An admissions officer has determined that the population of applicants to the MBA program has undergraduate GPA' that are approximately normally distributed with standard deviation 0.45. A random sample of 25 applicants for next fall has a sample mean GPA of 3.30. Find the 95% confidence interval for the mean GPA among applicants to this MBA.

Solution

Given that sample size $n = 25$, sample mean $\overline{X}= 3.3$ and population standard deviation $\sigma = 0.45$.

Step 1 Specify the confidence level $(1-\alpha)$

Confidence level is $1-\alpha = 0.95$. Thus, the level of significance is $\alpha = 0.05$.

Step 2 Given information

Given that sample size $n =25$, sample mean $\overline{X}=3.3$ and population standard deviation is $\sigma = 0.45$.

Step 3 Specify the formula

$100(1-\alpha)$% confidence interval for the population mean $\mu$ is

 \begin{aligned} \overline{X} - E \leq \mu \leq \overline{X} + E \end{aligned}

where $E = Z_{\alpha/2} \frac{\sigma}{\sqrt{n}}$, and $Z_{\alpha/2}$ is the $Z$ value providing an area of $\alpha/2$ in the upper tail of the standard normal probability distribution.

Step 4 Determine the critical value

The critical value of $Z$ for given level of significance is $Z_{\alpha/2}$.
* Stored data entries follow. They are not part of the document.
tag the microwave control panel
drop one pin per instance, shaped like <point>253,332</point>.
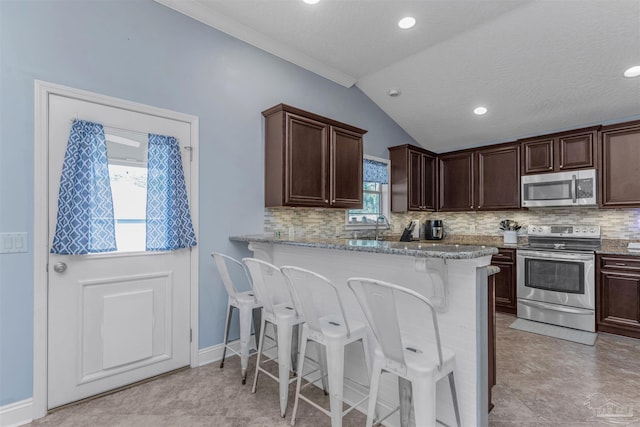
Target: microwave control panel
<point>584,231</point>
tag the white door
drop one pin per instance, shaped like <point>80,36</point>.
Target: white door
<point>114,318</point>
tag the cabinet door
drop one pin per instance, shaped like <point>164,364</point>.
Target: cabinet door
<point>618,308</point>
<point>346,169</point>
<point>498,178</point>
<point>537,156</point>
<point>620,171</point>
<point>416,181</point>
<point>505,288</point>
<point>306,162</point>
<point>428,167</point>
<point>576,151</point>
<point>456,182</point>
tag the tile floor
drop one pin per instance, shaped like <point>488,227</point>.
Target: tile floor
<point>542,382</point>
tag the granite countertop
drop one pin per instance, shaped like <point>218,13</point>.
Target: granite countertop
<point>417,249</point>
<point>492,269</point>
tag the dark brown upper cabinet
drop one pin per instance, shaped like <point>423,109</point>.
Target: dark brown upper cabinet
<point>311,160</point>
<point>570,150</point>
<point>456,181</point>
<point>480,179</point>
<point>620,171</point>
<point>498,177</point>
<point>413,174</point>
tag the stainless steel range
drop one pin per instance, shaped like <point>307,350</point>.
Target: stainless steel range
<point>556,275</point>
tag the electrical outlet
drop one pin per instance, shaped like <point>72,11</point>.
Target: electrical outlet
<point>13,243</point>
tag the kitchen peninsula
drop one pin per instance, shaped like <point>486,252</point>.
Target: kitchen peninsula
<point>453,276</point>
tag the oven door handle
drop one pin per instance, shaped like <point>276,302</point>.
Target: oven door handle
<point>555,255</point>
<point>555,307</point>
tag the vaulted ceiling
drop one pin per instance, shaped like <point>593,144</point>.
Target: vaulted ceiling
<point>538,66</point>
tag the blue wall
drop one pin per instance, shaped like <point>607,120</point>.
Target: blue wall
<point>144,52</point>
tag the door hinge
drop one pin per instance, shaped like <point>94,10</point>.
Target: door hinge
<point>190,149</point>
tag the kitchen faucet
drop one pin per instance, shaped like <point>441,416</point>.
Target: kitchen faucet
<point>386,223</point>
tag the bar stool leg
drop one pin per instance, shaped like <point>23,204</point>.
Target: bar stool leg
<point>257,321</point>
<point>335,368</point>
<point>303,351</point>
<point>284,335</point>
<point>454,397</point>
<point>322,360</point>
<point>260,344</point>
<point>424,398</point>
<point>245,336</point>
<point>227,326</point>
<point>404,388</point>
<point>376,372</point>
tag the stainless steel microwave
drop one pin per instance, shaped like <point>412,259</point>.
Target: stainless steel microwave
<point>573,188</point>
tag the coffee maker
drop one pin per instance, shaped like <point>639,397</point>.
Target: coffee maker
<point>433,229</point>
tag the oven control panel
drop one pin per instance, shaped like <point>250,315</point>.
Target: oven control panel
<point>584,231</point>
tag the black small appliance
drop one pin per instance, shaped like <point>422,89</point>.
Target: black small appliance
<point>433,229</point>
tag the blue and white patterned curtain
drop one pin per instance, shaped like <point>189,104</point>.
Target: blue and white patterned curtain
<point>85,206</point>
<point>169,225</point>
<point>375,171</point>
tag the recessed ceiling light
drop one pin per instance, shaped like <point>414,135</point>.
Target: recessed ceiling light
<point>633,71</point>
<point>480,111</point>
<point>406,22</point>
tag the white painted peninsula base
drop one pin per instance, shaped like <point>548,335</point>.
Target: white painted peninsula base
<point>463,326</point>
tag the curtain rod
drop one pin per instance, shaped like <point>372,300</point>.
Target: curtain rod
<point>111,127</point>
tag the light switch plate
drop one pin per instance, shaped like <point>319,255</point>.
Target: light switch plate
<point>13,243</point>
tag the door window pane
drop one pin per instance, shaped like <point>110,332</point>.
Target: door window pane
<point>129,188</point>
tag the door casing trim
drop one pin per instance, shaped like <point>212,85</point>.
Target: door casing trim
<point>40,219</point>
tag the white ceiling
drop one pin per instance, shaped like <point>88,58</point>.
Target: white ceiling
<point>538,65</point>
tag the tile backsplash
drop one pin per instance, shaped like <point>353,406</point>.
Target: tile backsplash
<point>614,223</point>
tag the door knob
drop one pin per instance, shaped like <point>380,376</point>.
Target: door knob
<point>59,267</point>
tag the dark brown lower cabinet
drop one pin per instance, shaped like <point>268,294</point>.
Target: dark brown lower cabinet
<point>505,281</point>
<point>492,336</point>
<point>618,295</point>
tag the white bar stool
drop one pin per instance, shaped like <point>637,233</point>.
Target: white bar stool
<point>412,359</point>
<point>326,324</point>
<point>279,310</point>
<point>246,304</point>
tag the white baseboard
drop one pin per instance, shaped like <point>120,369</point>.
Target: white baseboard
<point>16,414</point>
<point>214,353</point>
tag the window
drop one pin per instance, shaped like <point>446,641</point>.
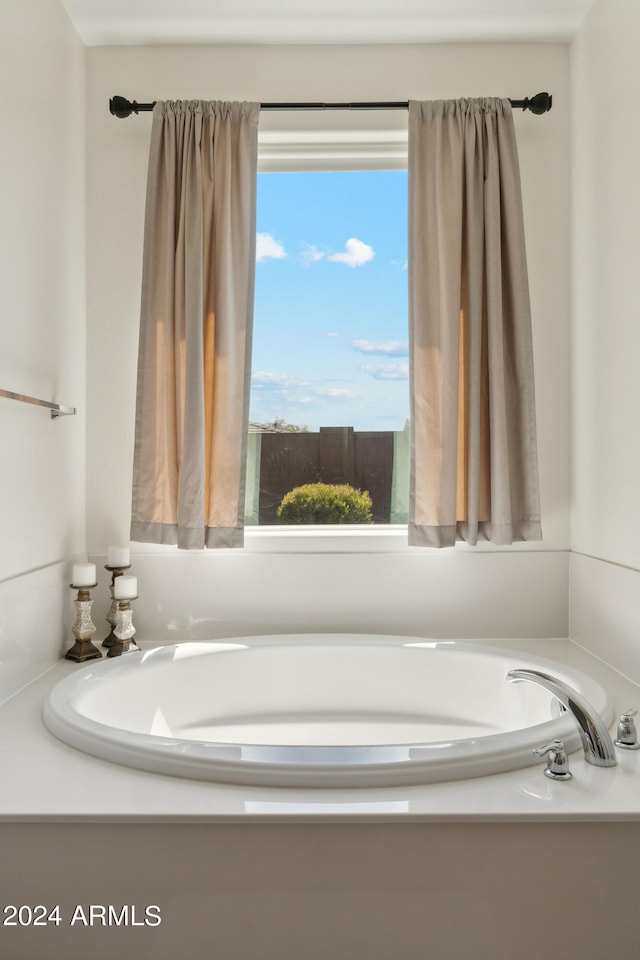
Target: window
<point>329,391</point>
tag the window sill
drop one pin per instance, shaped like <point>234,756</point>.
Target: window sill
<point>385,538</point>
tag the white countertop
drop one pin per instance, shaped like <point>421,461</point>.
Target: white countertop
<point>46,780</point>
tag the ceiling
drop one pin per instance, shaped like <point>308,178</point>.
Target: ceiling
<point>124,22</point>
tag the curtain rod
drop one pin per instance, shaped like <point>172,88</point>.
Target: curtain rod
<point>121,107</point>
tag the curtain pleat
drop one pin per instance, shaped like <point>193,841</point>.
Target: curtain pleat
<point>196,323</point>
<point>473,472</point>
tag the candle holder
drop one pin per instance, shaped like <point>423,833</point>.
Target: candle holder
<point>111,616</point>
<point>83,628</point>
<point>123,631</point>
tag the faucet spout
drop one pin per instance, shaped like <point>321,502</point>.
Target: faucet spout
<point>597,744</point>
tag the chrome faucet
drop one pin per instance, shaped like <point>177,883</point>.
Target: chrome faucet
<point>598,745</point>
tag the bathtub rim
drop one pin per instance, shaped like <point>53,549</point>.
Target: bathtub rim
<point>465,758</point>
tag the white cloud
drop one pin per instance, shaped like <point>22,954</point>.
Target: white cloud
<point>356,253</point>
<point>311,254</point>
<point>337,393</point>
<point>267,248</point>
<point>388,371</point>
<point>389,348</point>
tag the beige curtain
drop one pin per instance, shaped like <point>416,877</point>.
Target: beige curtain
<point>195,325</point>
<point>474,472</point>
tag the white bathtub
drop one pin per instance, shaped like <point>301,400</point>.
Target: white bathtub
<point>316,710</point>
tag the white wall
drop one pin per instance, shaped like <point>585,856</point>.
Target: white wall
<point>42,328</point>
<point>605,580</point>
<point>532,599</point>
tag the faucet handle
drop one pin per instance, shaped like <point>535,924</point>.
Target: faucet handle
<point>557,767</point>
<point>627,735</point>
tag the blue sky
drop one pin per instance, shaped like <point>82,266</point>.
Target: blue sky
<point>330,328</point>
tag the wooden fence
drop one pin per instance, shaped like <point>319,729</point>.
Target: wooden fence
<point>333,455</point>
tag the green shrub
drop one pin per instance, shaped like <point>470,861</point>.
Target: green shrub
<point>325,503</point>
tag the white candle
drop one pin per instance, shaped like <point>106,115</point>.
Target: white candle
<point>84,574</point>
<point>118,557</point>
<point>125,588</point>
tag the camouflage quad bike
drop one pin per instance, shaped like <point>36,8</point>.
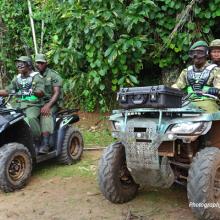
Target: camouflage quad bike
<point>157,147</point>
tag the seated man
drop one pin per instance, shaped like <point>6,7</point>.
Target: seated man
<point>214,49</point>
<point>29,85</point>
<point>200,77</point>
<point>53,100</point>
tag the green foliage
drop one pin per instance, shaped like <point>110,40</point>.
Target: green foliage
<point>101,45</point>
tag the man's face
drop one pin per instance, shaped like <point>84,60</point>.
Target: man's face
<point>41,66</point>
<point>199,56</point>
<point>215,54</point>
<point>22,67</point>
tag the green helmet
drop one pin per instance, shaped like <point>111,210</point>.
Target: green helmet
<point>25,59</point>
<point>40,58</point>
<point>214,43</point>
<point>199,43</point>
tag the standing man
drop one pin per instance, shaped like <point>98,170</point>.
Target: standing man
<point>200,77</point>
<point>29,86</point>
<point>215,51</point>
<point>53,100</point>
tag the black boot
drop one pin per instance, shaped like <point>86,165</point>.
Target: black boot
<point>44,148</point>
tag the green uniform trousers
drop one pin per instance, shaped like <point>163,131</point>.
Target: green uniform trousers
<point>47,122</point>
<point>209,105</point>
<point>32,118</point>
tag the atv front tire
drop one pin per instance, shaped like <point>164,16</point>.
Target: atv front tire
<point>72,147</point>
<point>15,166</point>
<point>115,181</point>
<point>203,186</point>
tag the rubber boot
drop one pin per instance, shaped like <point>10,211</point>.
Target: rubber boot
<point>44,148</point>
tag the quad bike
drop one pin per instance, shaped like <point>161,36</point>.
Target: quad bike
<point>159,146</point>
<point>19,150</point>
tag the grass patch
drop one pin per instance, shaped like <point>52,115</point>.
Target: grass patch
<point>100,138</point>
<point>86,167</point>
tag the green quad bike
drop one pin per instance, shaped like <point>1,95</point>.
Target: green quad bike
<point>19,151</point>
<point>159,146</point>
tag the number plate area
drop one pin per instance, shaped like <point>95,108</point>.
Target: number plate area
<point>142,148</point>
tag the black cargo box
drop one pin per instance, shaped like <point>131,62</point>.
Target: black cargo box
<point>150,97</point>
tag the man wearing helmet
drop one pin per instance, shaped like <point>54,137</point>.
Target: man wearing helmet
<point>200,77</point>
<point>215,51</point>
<point>29,87</point>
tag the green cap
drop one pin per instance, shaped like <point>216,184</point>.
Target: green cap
<point>215,43</point>
<point>199,43</point>
<point>40,58</point>
<point>24,59</point>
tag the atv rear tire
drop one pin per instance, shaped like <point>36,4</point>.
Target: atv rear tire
<point>72,147</point>
<point>15,166</point>
<point>203,186</point>
<point>115,181</point>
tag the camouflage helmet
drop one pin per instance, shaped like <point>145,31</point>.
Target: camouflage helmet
<point>215,43</point>
<point>199,43</point>
<point>24,59</point>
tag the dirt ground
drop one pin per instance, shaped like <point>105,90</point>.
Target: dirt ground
<point>79,198</point>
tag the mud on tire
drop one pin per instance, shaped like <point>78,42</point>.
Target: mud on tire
<point>115,181</point>
<point>15,166</point>
<point>72,147</point>
<point>203,186</point>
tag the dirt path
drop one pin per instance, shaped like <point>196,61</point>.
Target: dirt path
<point>78,198</point>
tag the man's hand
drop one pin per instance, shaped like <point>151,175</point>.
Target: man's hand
<point>45,110</point>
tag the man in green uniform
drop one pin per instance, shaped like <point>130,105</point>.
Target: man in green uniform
<point>29,88</point>
<point>200,77</point>
<point>53,100</point>
<point>214,49</point>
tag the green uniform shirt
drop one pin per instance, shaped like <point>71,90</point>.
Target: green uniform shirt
<point>51,79</point>
<point>214,79</point>
<point>37,85</point>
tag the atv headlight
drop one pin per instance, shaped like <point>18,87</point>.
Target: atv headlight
<point>189,128</point>
<point>116,125</point>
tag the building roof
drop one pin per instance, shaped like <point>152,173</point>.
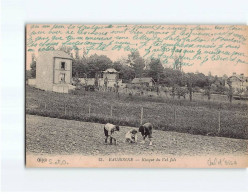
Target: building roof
<point>142,80</point>
<point>236,76</point>
<point>55,54</point>
<point>110,70</point>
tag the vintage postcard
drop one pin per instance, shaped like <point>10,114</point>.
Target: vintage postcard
<point>137,96</point>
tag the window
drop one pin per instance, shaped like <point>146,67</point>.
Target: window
<point>62,78</point>
<point>62,66</point>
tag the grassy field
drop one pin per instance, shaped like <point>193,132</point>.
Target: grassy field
<point>57,136</point>
<point>197,117</point>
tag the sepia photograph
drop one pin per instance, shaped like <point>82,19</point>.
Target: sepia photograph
<point>136,96</point>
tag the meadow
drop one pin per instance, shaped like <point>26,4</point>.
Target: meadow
<point>212,118</point>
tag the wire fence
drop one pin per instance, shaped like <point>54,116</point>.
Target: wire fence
<point>194,120</point>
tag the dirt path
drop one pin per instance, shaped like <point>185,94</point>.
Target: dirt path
<point>57,136</point>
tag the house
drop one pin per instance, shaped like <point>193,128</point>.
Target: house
<point>54,71</point>
<point>110,76</point>
<point>148,81</point>
<point>239,82</point>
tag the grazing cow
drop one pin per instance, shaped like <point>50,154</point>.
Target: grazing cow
<point>109,130</point>
<point>131,136</point>
<point>146,130</point>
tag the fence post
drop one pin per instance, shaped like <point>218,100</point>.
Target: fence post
<point>219,128</point>
<point>65,108</point>
<point>89,109</point>
<point>174,115</point>
<point>141,115</point>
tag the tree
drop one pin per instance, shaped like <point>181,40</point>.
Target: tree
<point>137,63</point>
<point>126,72</point>
<point>210,80</point>
<point>33,69</point>
<point>230,91</point>
<point>178,60</point>
<point>97,63</point>
<point>190,80</point>
<point>155,69</point>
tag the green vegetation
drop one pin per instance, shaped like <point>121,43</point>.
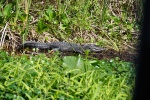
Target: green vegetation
<point>109,23</point>
<point>68,78</point>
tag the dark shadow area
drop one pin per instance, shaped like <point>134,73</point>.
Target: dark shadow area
<point>142,71</point>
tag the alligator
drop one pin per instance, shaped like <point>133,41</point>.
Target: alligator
<point>61,46</point>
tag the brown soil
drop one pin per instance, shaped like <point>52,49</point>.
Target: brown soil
<point>110,53</point>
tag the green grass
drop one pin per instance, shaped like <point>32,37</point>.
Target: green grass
<point>68,78</point>
<point>108,23</point>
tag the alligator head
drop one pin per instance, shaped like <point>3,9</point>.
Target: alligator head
<point>92,47</point>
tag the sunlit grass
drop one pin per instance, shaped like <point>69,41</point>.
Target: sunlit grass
<point>69,78</point>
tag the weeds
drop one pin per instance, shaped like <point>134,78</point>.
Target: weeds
<point>39,77</point>
<point>109,23</point>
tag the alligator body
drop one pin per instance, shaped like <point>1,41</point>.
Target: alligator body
<point>61,46</point>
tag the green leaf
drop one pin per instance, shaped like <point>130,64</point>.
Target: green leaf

Thus $Z_{\alpha/2} = Z_{0.025} = 1.96$.

Step 5 Compute the margin of error

The margin of error for mean is

 \begin{aligned} E & = Z_{\alpha/2} \frac{\sigma}{\sqrt{n}}\\ & = 1.96 \frac{0.45}{\sqrt{25}} \\ & = 0.176. \end{aligned}

Step 6 Determine the confidence interval

$95$ % confidence interval estimate for population mean is

 \begin{aligned} \overline{X} - E & \leq \mu \leq \overline{X} + E\\ 3.3 - 0.176 & \leq \mu \leq 3.3 + 0.176\\ 3.124 & \leq \mu \leq 3.476. \end{aligned}

Thus, $95$% confidence interval for the mean GPA among applicants to this MBA is $(3.124,3.476)$.